TOP 7 INVESTMENT MARKETS 2Q2025: Cautious about signing, but actively preparing deals
HAMBURG / 03.07.2025
In Germany’s top 7 cities the volume of investment transactions in commercial real estate totalled €3.6bn in the first half of 2025, falling 22 % below the figure posted a year before. This was the lowest half-year result returned since 2009 (€3.3bn). Although there were instances of big-ticket or otherwise significant trades, they could not compensate for the ongoing caution of many major market players.
“In some markets we are seeing a bit more activity, but many processes are still very long drawn-out. Institutional investors remain noticeably cautious,” says Björn Holzwarth, spokesperson for German Property Partners (GPP).
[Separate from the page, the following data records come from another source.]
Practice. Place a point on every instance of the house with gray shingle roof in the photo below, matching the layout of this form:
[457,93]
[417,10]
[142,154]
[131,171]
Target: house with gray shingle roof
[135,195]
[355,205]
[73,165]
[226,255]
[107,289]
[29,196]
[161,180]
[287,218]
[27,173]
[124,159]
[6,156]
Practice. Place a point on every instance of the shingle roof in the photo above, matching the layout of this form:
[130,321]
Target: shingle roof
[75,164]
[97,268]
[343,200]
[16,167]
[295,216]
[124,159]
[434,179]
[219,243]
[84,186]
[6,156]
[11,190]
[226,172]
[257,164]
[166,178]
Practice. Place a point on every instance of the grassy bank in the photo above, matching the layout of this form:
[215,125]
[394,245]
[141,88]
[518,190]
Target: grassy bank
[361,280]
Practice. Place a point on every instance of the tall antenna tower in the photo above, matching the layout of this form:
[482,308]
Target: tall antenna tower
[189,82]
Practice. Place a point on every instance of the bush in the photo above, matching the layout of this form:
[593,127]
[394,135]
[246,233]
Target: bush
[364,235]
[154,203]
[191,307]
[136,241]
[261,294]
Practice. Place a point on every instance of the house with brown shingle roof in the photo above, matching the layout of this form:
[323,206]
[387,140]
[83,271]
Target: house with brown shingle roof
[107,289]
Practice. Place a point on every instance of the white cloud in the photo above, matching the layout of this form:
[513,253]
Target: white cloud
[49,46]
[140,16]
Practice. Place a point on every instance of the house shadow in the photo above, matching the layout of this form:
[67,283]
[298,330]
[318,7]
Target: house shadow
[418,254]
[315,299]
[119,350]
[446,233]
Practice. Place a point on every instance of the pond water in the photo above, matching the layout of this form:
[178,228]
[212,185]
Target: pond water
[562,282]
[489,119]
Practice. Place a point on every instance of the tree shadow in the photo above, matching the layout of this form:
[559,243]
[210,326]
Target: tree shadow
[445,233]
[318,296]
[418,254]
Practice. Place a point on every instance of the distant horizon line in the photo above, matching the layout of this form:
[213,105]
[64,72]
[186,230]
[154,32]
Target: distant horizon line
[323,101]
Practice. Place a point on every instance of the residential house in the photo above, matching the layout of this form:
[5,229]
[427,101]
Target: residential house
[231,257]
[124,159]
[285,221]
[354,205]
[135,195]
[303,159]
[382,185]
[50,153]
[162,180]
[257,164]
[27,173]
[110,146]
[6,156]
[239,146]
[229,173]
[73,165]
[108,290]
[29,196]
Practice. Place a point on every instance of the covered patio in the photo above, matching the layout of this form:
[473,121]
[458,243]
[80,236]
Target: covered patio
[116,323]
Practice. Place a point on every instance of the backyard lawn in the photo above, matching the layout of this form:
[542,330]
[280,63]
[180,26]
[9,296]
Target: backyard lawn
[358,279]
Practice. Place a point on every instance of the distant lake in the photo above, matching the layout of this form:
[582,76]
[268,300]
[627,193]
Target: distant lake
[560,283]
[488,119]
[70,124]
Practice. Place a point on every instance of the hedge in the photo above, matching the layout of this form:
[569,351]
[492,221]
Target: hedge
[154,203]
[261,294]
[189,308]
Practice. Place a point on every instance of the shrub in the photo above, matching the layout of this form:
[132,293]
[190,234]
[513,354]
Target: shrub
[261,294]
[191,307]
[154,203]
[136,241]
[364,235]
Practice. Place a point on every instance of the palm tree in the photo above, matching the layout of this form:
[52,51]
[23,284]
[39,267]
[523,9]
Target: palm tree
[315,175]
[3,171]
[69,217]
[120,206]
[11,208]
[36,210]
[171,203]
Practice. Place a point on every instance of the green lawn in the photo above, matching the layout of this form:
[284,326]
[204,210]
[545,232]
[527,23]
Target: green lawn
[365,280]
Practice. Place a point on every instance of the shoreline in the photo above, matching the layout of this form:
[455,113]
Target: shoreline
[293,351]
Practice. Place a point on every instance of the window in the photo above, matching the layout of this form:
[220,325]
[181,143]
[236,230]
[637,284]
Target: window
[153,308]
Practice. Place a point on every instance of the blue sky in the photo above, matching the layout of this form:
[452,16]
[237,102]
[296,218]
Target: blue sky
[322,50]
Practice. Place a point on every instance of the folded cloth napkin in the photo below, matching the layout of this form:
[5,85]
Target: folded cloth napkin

- Despite the overall weakness of the market, some cities returned nominal growth year on year. In Cologne the volume of transactions totalled €300m (+50 %), in Hamburg €790m (+23 %). In both cities the result was heavily influenced by isolated big-ticket transactions in the 1st quarter - in particular the sale of the Pullman Hotel in Cologne and Hamburg’s buy-back of the “Pflegen & Wohnen” care home portfolio. In Berlin trades totalled €1.28bn, an increase of 8 %. The other cities fell well behind their results of a year ago. Some €727m was invested in Munich (-46 %), €245m in Düsseldorf (-51 %), €206m in Frankfurt (-61 %) and €60m in Stuttgart (-63 %).
- Office properties comprised the most-traded asset in the top 7 cities (36 % of the total), followed by mixed-use real estate (25 %) and “other properties” (15 %) which consisted in large part of the care home portfolio transaction in Hamburg. The range of properties traded varied greatly from city to city, dominated by different asset classes in different cities.
- In the 1st half year portfolio trades accounted for 24 % of total transaction volume in the top 7 (Q2 2024: 6 %). In Hamburg portfolios made up 70 % of the total, largely due to the “Pflegen & Wohnen” transaction in the 1st quarter. Corresponding figures for Cologne are 40 % and for Frankfurt 25 %. In Munich (14 %) and Berlin (3 %) few portfolio trades were noted and in Düsseldorf and Stuttgart there were none at all.
- International investors were involved in 24 % of the top 7 trading volume, a level seen last year too. They were particularly active in Frankfurt (54 %) and Stuttgart (60 %); the volume of overall trading was, however, very low. In the other cities international investors accounted for between 13 % (Düsseldorf) and 33 % (Cologne).
- In view of the lack of core transactions, the current prime yields are partly based on market assumptions. In the first half of 2025 they remained unchanged. Office properties yielded 4.43 % (+ 0.01 pp), logistics real estate 4.49 % (-0.03 pp). No changes are expected in the immediate future.
Looking ahead to the rest of the year, Holzwarth says, “A slight revival is to be expected in the second half year. In several cities property sales are being prepared, some of which are in the higher price brackets. A great deal will depend on whether talks now under way actually result in transactions. To date, the lower base rate has hardly altered interest charges for long-term borrowing – the situation remains difficult, above all for the office property sector. Big-ticket sales will probably remain the exception.”
German Property Partners (GPP) consists of Grossmann & Berger Immobilien, Anteon Immobilien, GREIF & CONTZEN Immobilien, blackolive and E & G Immobilien.